- Born: 26 June 1980 (age 45) Aruba, Kingdom of the Netherlands
- Occupation: Model
- Years active: 1999–2006; 2013–present
- Modelling information
- Height: 174 cm (5 ft 9 in)
- Hair colour: Brown
- Eye colour: Blue
- Agencies: D' Management Group (Milan); IMG Models (New York City); IMG Models (Paris); Tess (London); Unique Models (Copenhagen);

= Vivien Solari =

British model (born 1980)

Vivien Solari (born 26 June 1980) is a British model.

== Early life ==
Solari was born in 1980 on the Caribbean island of Aruba and was raised in Manchester.

== Career ==
Solari was 19 years old and studying psychology at the University of Leicester when she was scouted. She was then featured in Versace fragrance campaign and a Vogue Italia editorial, by the early 2000s was one of the top earning British models (behind Naomi Campbell and ahead of Kate Moss).

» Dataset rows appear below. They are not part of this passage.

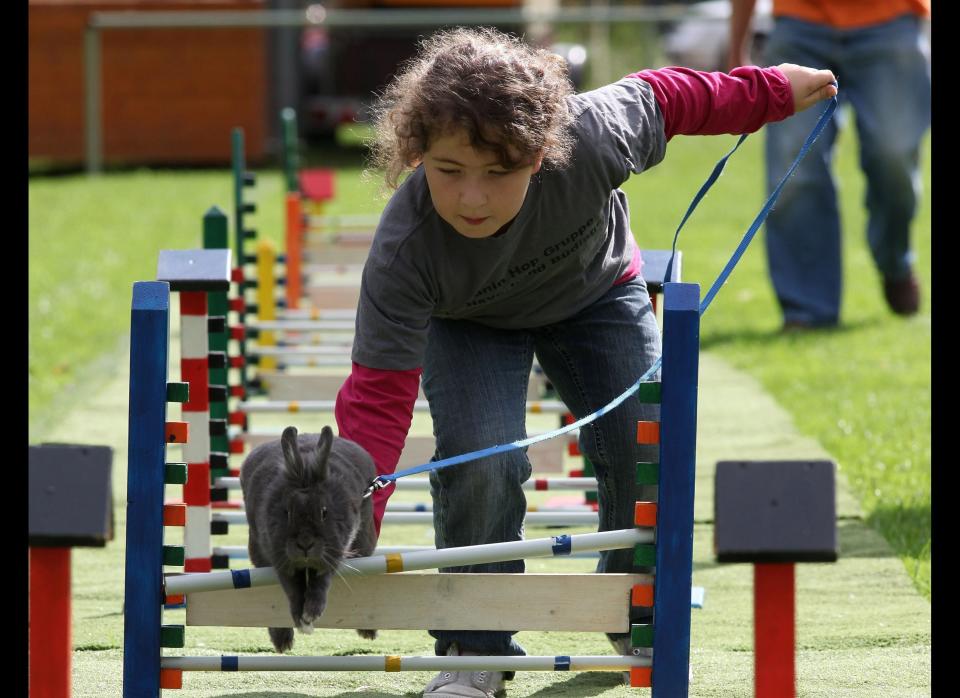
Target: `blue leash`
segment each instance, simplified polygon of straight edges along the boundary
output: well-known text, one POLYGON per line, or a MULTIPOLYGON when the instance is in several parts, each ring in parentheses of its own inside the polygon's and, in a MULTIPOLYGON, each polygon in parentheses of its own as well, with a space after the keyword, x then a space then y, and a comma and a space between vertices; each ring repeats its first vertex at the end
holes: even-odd
MULTIPOLYGON (((834 83, 836 84, 836 83, 834 83)), ((793 164, 790 165, 790 168, 787 170, 786 174, 780 179, 779 184, 776 188, 770 193, 770 196, 767 198, 767 202, 763 205, 763 208, 760 209, 760 213, 757 214, 757 217, 754 219, 753 223, 747 229, 747 232, 744 233, 743 239, 740 241, 740 244, 737 245, 737 249, 733 251, 729 261, 723 270, 720 272, 720 275, 710 286, 710 290, 707 291, 707 295, 704 296, 703 300, 700 303, 700 315, 703 316, 707 308, 710 306, 710 303, 713 301, 714 297, 720 291, 720 287, 726 282, 727 277, 730 276, 733 268, 737 266, 737 263, 740 261, 740 258, 743 256, 743 253, 746 252, 747 247, 753 241, 753 238, 756 236, 757 231, 760 229, 760 226, 763 225, 763 221, 766 220, 767 216, 770 215, 770 211, 773 209, 774 203, 776 203, 777 198, 780 196, 780 190, 783 189, 783 185, 786 184, 787 180, 793 175, 794 171, 800 165, 800 161, 806 156, 807 152, 813 146, 814 141, 820 136, 821 131, 827 125, 827 122, 833 117, 833 113, 837 109, 837 98, 833 97, 827 103, 826 108, 823 110, 823 113, 820 115, 820 118, 817 120, 816 125, 813 127, 813 130, 810 132, 810 135, 807 136, 806 141, 804 141, 803 146, 800 148, 800 152, 797 153, 797 157, 794 159, 793 164)), ((710 173, 710 176, 707 178, 707 181, 704 182, 703 186, 700 187, 700 190, 693 197, 693 201, 690 203, 689 208, 687 208, 686 214, 684 214, 683 219, 680 221, 680 225, 677 227, 676 233, 673 236, 673 248, 670 253, 670 260, 667 262, 666 273, 664 274, 664 279, 670 278, 670 273, 673 269, 673 259, 677 253, 677 240, 680 238, 680 230, 686 224, 687 219, 690 218, 690 214, 693 213, 693 210, 697 207, 703 197, 706 195, 707 191, 714 185, 714 183, 719 179, 720 174, 723 172, 723 168, 727 164, 730 156, 733 155, 737 148, 740 147, 740 144, 746 140, 747 134, 740 136, 737 144, 727 153, 720 161, 714 166, 713 171, 710 173)), ((459 456, 453 456, 451 458, 444 458, 443 460, 432 461, 429 463, 424 463, 422 465, 414 466, 413 468, 407 468, 406 470, 401 470, 398 472, 391 473, 389 475, 378 475, 373 479, 373 482, 367 487, 366 491, 363 494, 364 499, 372 495, 379 489, 383 489, 391 482, 396 481, 401 477, 406 477, 408 475, 416 475, 417 473, 427 472, 429 470, 439 470, 440 468, 448 468, 451 465, 458 465, 460 463, 466 463, 467 461, 477 460, 479 458, 484 458, 486 456, 492 456, 497 453, 505 453, 507 451, 514 451, 519 448, 524 448, 541 441, 547 441, 548 439, 556 438, 568 432, 573 431, 574 429, 579 429, 581 426, 589 424, 590 422, 595 421, 596 419, 602 417, 608 412, 619 407, 624 400, 633 395, 640 389, 640 384, 647 381, 647 379, 652 376, 657 369, 660 368, 661 363, 663 362, 663 356, 657 357, 657 360, 653 362, 653 365, 647 369, 647 371, 636 380, 636 382, 627 388, 622 394, 615 397, 607 405, 604 405, 599 410, 593 414, 587 415, 582 419, 578 419, 572 424, 568 424, 565 427, 551 431, 545 434, 540 434, 538 436, 532 436, 520 441, 514 441, 509 444, 500 444, 497 446, 490 446, 489 448, 484 448, 479 451, 472 451, 470 453, 464 453, 459 456)))

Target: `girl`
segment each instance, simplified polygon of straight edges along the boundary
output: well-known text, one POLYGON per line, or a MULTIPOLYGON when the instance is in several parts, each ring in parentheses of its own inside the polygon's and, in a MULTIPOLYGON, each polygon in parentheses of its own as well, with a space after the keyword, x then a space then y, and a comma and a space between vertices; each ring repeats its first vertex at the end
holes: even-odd
MULTIPOLYGON (((434 459, 525 438, 534 354, 577 418, 607 404, 660 354, 619 186, 659 163, 674 135, 756 131, 833 96, 833 80, 789 64, 667 68, 575 95, 562 58, 495 30, 427 39, 378 104, 374 162, 396 191, 363 270, 340 435, 392 473, 422 379, 434 459)), ((630 434, 652 409, 627 401, 580 431, 600 530, 632 526, 644 454, 630 434)), ((436 546, 521 539, 529 476, 517 450, 433 471, 436 546)), ((391 490, 375 495, 378 531, 391 490)), ((597 571, 632 571, 631 551, 602 554, 597 571)), ((430 634, 439 655, 524 654, 509 631, 430 634)), ((629 653, 628 639, 610 639, 629 653)), ((441 673, 424 696, 492 698, 509 678, 441 673)))

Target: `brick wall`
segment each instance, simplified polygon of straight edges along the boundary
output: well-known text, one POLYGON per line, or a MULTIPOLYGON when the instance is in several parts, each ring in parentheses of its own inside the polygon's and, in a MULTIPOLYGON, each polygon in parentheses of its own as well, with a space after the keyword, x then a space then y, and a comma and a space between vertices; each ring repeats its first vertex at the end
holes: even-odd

She took a break from her career in 2006 to focus on her family and returned to modelling in 2013.

Solari has been featured on the cover of Amica, D La Repubblica, Elle, Elle Italia, Harper's & Queen, Harper's Bazaar España, L'Officiel Paris, M Le Magazine du Monde, Marie Claire Italia, Numéro, Numéro Tokyo, Russh, British Vogue, Vogue Australia, Vogue Deutsch (Beauty), Vogue España, Vogue Paris, Vogue Polska, Vogue Türkiye, Vogue Ukraine. In advertising campaigns for Alexander McQueen, Bottega Veneta, Burberry, Christian Dior, Esprit, Gap, Genny, Hermès, Issey Miyake, Jil Sander, Missoni, Sportmax, Uniqlo, Vera Wang. Solari has also walked runways for Acne Studios, Ann Demeulemeester, Blumarine, Calvin Klein, Chanel, Chloé, Christian Lacroix, Diane von Furstenberg, Dries van Noten, Emanuel Ungaro, Fendi, Helmut Lang, Hussein Chalayan, Isabel Marant, John Galliano, Kenzo, Louis Vuitton, Revillon, Salvatore Ferragamo, Trussardi, Vivienne Westwood, and more.

== Personal life ==
Solari has three children. In 2020 she began reducing her carbon footprint when on modelling assignments. She is also an advocate for outdoor swimming and swims every morning.